So back in January, we told you how Architectural Digest was planning to name Tony Ingrao to its 2014 AD100 list. For those of you not familiar with this list, it honors people it deems to be “the world’s best interior designers and architects.” And for those of you unfamiliar with Tony Ingrao, he’s the property owner in Denis Bay who was fined last year for building on and altering land owned by the National Park Service.
Take a moment to digest that if you will…
Not only has Architectural Digest honored Ingrao for his design and architectural skills, it also devoted an eight-page spread to his Denis Bay home in its 2014 issue – the same Denis Bay home that created an eyesore on the North Shore.

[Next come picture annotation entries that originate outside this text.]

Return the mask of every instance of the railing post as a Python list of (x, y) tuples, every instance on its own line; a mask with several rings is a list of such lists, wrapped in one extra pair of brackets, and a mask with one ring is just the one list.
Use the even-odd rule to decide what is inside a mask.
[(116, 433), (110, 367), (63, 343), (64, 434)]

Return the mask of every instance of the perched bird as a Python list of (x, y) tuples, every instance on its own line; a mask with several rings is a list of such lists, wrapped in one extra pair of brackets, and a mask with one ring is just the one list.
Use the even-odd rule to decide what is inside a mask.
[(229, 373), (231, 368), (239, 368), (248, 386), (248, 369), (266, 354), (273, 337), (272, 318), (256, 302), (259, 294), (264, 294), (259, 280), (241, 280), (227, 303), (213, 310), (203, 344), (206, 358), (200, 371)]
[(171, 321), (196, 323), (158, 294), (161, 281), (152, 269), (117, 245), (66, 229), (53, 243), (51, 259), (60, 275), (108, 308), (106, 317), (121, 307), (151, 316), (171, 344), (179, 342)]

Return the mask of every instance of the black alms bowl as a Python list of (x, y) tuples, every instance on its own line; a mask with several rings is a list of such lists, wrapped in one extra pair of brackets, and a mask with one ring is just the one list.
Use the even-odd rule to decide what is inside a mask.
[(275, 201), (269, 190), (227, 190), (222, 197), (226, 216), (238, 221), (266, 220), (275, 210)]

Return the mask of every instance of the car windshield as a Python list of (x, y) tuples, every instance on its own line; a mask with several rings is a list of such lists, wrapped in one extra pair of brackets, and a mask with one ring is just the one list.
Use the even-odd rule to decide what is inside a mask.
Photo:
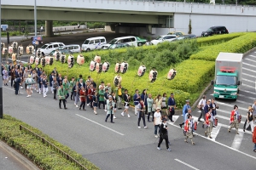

But what riles me up the most is some of the verbiage used in the article. Take the headline for example:
“Making the most of a lush hillside spot, the duo carve out an exhilarating retreat overlooking the azure sea.”
Carve out. Yes, they certainly did carve out something over there in Denis Bay – they carved out a chunk of the National Park.
Let’s move on to the first sentence: “Americans are accustomed to taking liberties, especially when it comes to architecture.”
Ingrao certainly took some liberties when building his property. He built on other people’s land, created a landslide and carved a huge chunk out of the hillside.
But Ingrao’s quote near the end of the article is the pièce de résistance: “This house is elemental. It feels like it’s growing out of the park.”
That’s because it is.
Comment away my friends. Comment away.